Spit-roaster by day, Tolley spends his evenings researching everything Johnsonian in the New York City Public Library, where one fortuitous evening he discovers an obscure reference to "the sewn folio in the purple cover." The secret folio presumably contains damaging information about Johnson's presidency, information so damaging, in fact, that the ex-president's heirs have kept the folio hidden for over a hundred years. Tolley, desperate to make a name for himself as a historian, immediately packs all his belongings into his ragged Plymouth Duster and heads south, to Johnson territory in East Tennessee. It is there, he is convinced, that he will find the folio. "I was twenty-eight years old," he says. "The historian Arthur M. Schlesinger, Jr., had won a Pulitzer Prize by this age. The thought depressed me, and I had to remind myself that Professor Schlesinger had the benefit of some early advantages that I lacked, in addition to his no doubt considerable native intelligence. We all have to do what we can with the tools we are given."

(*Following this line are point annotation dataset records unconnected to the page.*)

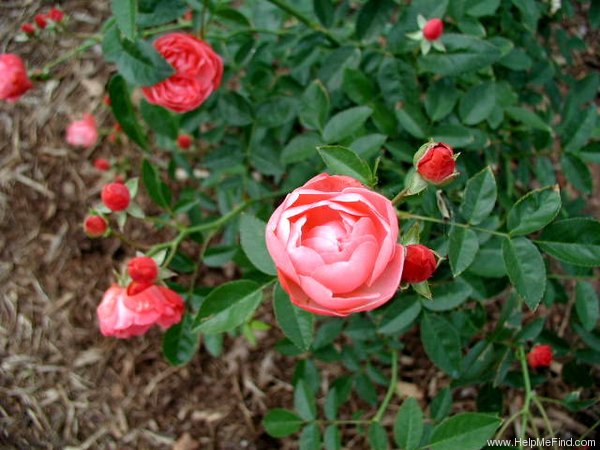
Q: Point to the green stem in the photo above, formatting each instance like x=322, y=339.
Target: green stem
x=391, y=389
x=407, y=215
x=528, y=393
x=305, y=20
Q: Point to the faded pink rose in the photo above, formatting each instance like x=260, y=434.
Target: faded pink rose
x=198, y=72
x=122, y=315
x=83, y=133
x=14, y=81
x=333, y=242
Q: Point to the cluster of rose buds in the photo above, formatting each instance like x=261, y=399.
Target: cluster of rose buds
x=126, y=312
x=41, y=21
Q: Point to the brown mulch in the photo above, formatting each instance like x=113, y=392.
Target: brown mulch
x=62, y=385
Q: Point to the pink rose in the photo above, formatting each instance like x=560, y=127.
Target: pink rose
x=14, y=81
x=333, y=242
x=198, y=72
x=83, y=133
x=122, y=315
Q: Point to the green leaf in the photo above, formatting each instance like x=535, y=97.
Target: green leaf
x=228, y=306
x=449, y=295
x=301, y=147
x=577, y=172
x=574, y=241
x=297, y=324
x=377, y=437
x=314, y=109
x=159, y=120
x=478, y=103
x=480, y=196
x=464, y=54
x=122, y=108
x=343, y=161
x=463, y=245
x=141, y=65
x=346, y=123
x=442, y=343
x=408, y=426
x=252, y=237
x=125, y=12
x=304, y=401
x=281, y=423
x=534, y=211
x=325, y=11
x=528, y=118
x=180, y=342
x=332, y=438
x=400, y=314
x=358, y=87
x=526, y=269
x=157, y=190
x=586, y=305
x=441, y=99
x=467, y=431
x=310, y=438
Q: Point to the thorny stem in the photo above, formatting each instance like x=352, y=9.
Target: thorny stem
x=305, y=20
x=528, y=393
x=391, y=388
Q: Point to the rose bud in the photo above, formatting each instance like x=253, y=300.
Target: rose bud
x=28, y=28
x=333, y=242
x=83, y=133
x=198, y=72
x=433, y=29
x=95, y=226
x=40, y=20
x=142, y=269
x=56, y=15
x=14, y=81
x=123, y=315
x=184, y=141
x=115, y=196
x=540, y=356
x=435, y=162
x=102, y=164
x=419, y=265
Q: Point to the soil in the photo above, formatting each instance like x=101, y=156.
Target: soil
x=63, y=385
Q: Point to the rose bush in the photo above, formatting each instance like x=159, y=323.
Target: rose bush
x=248, y=106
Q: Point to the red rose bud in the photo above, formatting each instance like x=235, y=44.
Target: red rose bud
x=115, y=196
x=540, y=356
x=28, y=28
x=436, y=163
x=102, y=164
x=419, y=264
x=14, y=81
x=56, y=15
x=95, y=226
x=40, y=19
x=142, y=269
x=433, y=29
x=135, y=287
x=184, y=141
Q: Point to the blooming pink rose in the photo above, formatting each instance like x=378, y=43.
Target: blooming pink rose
x=14, y=81
x=333, y=242
x=83, y=133
x=122, y=315
x=198, y=72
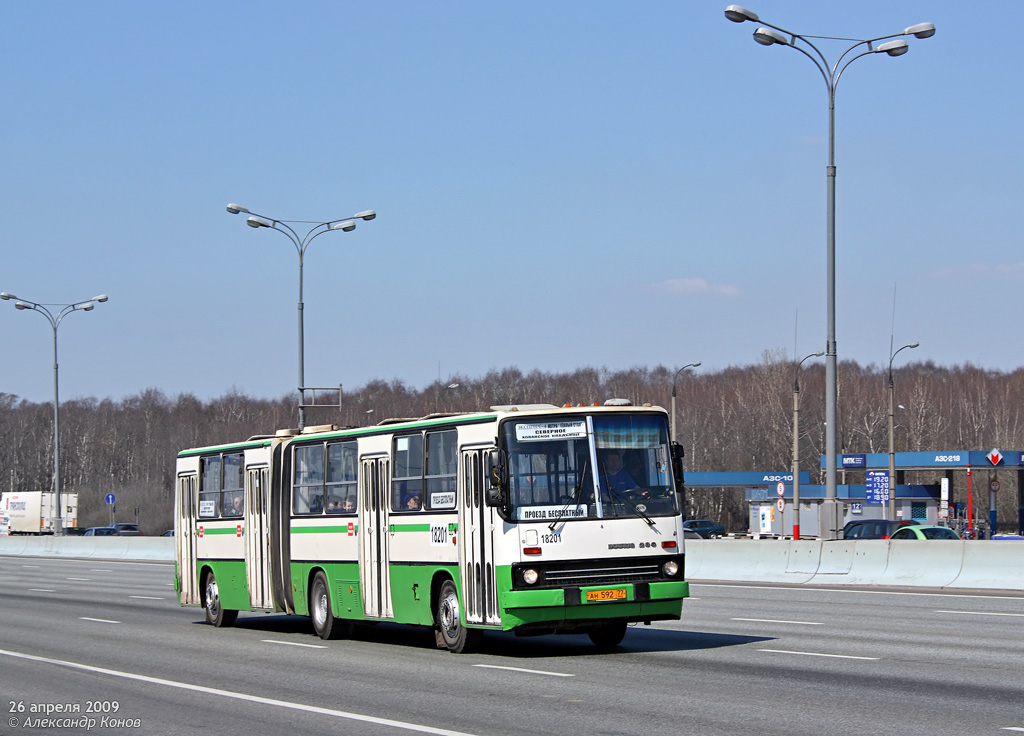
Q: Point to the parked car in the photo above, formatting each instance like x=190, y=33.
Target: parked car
x=922, y=531
x=873, y=528
x=126, y=529
x=705, y=527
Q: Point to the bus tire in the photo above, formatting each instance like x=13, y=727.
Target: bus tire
x=215, y=613
x=608, y=635
x=325, y=622
x=448, y=618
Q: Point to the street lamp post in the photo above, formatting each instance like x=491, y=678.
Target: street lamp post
x=450, y=387
x=673, y=423
x=892, y=449
x=301, y=244
x=770, y=35
x=54, y=320
x=796, y=443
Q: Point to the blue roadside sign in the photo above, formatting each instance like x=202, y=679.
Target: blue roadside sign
x=877, y=487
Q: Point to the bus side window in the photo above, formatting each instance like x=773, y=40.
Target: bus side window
x=407, y=481
x=441, y=469
x=209, y=496
x=308, y=479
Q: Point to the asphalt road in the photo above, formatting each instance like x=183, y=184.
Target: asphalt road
x=109, y=637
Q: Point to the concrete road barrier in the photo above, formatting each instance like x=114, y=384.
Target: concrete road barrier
x=104, y=548
x=979, y=565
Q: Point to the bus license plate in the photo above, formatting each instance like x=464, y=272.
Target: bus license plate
x=614, y=594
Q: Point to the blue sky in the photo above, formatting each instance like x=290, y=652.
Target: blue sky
x=557, y=185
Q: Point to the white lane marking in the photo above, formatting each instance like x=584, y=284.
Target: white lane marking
x=808, y=589
x=237, y=696
x=815, y=654
x=774, y=620
x=521, y=669
x=294, y=644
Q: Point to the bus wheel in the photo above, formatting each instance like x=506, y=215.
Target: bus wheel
x=457, y=638
x=609, y=634
x=325, y=623
x=215, y=614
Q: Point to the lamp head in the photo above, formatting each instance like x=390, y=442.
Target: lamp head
x=893, y=48
x=922, y=30
x=767, y=37
x=737, y=13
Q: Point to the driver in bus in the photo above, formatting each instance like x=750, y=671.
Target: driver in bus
x=613, y=478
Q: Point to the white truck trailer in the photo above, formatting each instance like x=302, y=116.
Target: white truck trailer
x=34, y=512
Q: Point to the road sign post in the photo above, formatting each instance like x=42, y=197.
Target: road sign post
x=111, y=501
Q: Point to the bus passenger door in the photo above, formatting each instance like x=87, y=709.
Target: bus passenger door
x=476, y=552
x=374, y=571
x=185, y=539
x=257, y=535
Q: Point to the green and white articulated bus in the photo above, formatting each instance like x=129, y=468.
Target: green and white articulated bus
x=534, y=519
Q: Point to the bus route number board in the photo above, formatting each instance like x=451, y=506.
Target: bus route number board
x=614, y=594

Unfortunately for Tolley but fortunately for the reader, one tool the narrator lacks is the ability to communicate naturally with human beings. Tolley is decidedly not a people person; his sense of the world comes from history texts, most of them focused on the 19th century. As a result, his speech is anachronistically formal, and his encounters with living, breathing people are fraught with humorous miscommunication. Remembering his almost-girlfriend back in Ohio, he remarks: "The color of her eyes escaped me now, but I could see her marginalia as though it were there in front of me. Excellent point, this. Specious reasoning. Specious. That had been a form of courtship, perhaps. Possibly I had been guilty of pretending not to understand. Twice a week for four years I had rapped on her screen door, causing her cockatiel to shriek and scatter its seed."

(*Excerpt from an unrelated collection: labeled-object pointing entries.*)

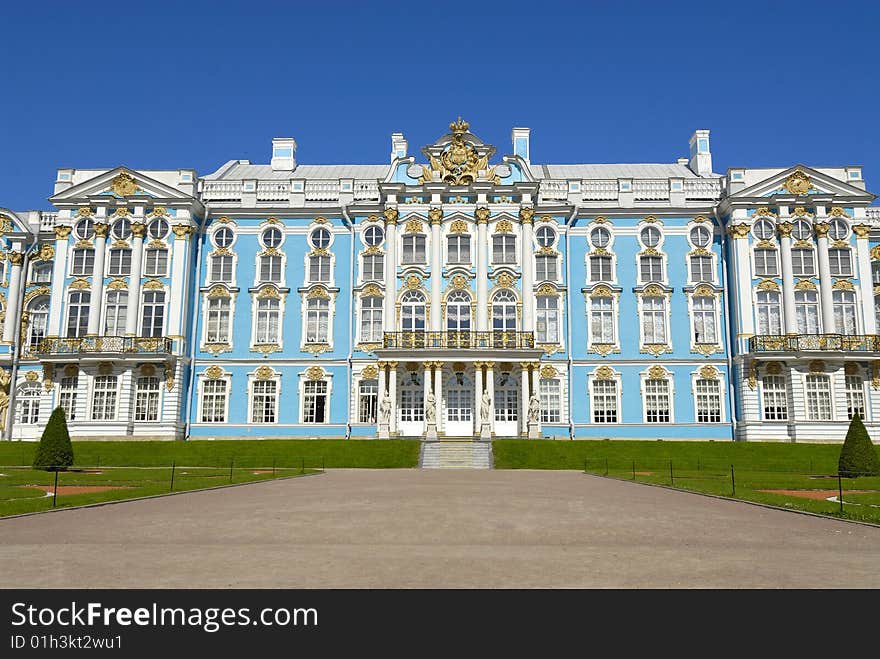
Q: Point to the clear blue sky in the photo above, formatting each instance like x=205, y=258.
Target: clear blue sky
x=168, y=85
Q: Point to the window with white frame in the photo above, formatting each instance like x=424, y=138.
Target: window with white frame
x=458, y=249
x=819, y=398
x=708, y=400
x=604, y=401
x=104, y=398
x=701, y=269
x=315, y=401
x=601, y=268
x=840, y=262
x=550, y=395
x=855, y=396
x=657, y=401
x=546, y=268
x=217, y=320
x=67, y=390
x=114, y=316
x=769, y=313
x=766, y=263
x=602, y=325
x=120, y=262
x=153, y=319
x=368, y=401
x=651, y=268
x=705, y=319
x=146, y=403
x=78, y=313
x=156, y=262
x=268, y=321
x=802, y=263
x=547, y=321
x=264, y=401
x=214, y=398
x=503, y=249
x=775, y=398
x=844, y=312
x=654, y=320
x=82, y=262
x=806, y=306
x=413, y=249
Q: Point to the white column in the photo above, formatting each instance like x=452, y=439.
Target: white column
x=863, y=255
x=436, y=268
x=96, y=303
x=482, y=270
x=388, y=318
x=59, y=271
x=15, y=259
x=134, y=282
x=787, y=277
x=825, y=283
x=527, y=262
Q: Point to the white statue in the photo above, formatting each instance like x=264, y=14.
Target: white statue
x=534, y=409
x=431, y=408
x=485, y=405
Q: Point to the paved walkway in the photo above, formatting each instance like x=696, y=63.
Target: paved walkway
x=411, y=528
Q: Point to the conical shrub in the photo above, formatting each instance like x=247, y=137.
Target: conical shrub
x=55, y=451
x=858, y=457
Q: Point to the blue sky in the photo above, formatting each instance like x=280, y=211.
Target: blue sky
x=165, y=85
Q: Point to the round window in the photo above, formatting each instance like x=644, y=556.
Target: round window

In Tennessee, Whorton ratchets up the plot and adds a host of wildly peculiar characters to play off his narrator's own deadpan strangeness. At the beginning of his search for Johnson's folio, Tolley's Duster breaks down in a little town called Pantherville, where he is quickly drawn into a complex web of subplots involving the state lottery, cockfighting and the U.S. Postal Service. While all this interweaving is expertly drafted, the real treat here is Whorton's gloriously odd cast of characters. Most are from Pantherville itself, including a firefighter who can't stop setting fires, a postal clerk who doubles as a member of the state legislature, and a mail carrier who may or may not be stealing mail. Also turning up are a pushy television producer from New York City by way of Arkansas, and a Vanderbilt history professor straight out of Dickens. What ensues, of course, is a comedy of errors, and the reader is never quite sure who is doing what to whom.

Frankland is Whorton's second novel. His first, the humorous and tender Approximately Heaven (Free Press, 2004), centered on Don Wendell Brush, an unemployed electrician short on ambition and smarts. While dissimilar on the surface, Brush and Tolley share a profound similarity: both are emotional outsiders trying to fit into a world they don't completely understand. After two novels, Whorton has mastered the comic sensibility of such a state without sacrificing the dignity of his characters. His writing remains compassionate even as his creations stumble comically and most unheroically along. Whorton's books are funny, and his writing gives a damn.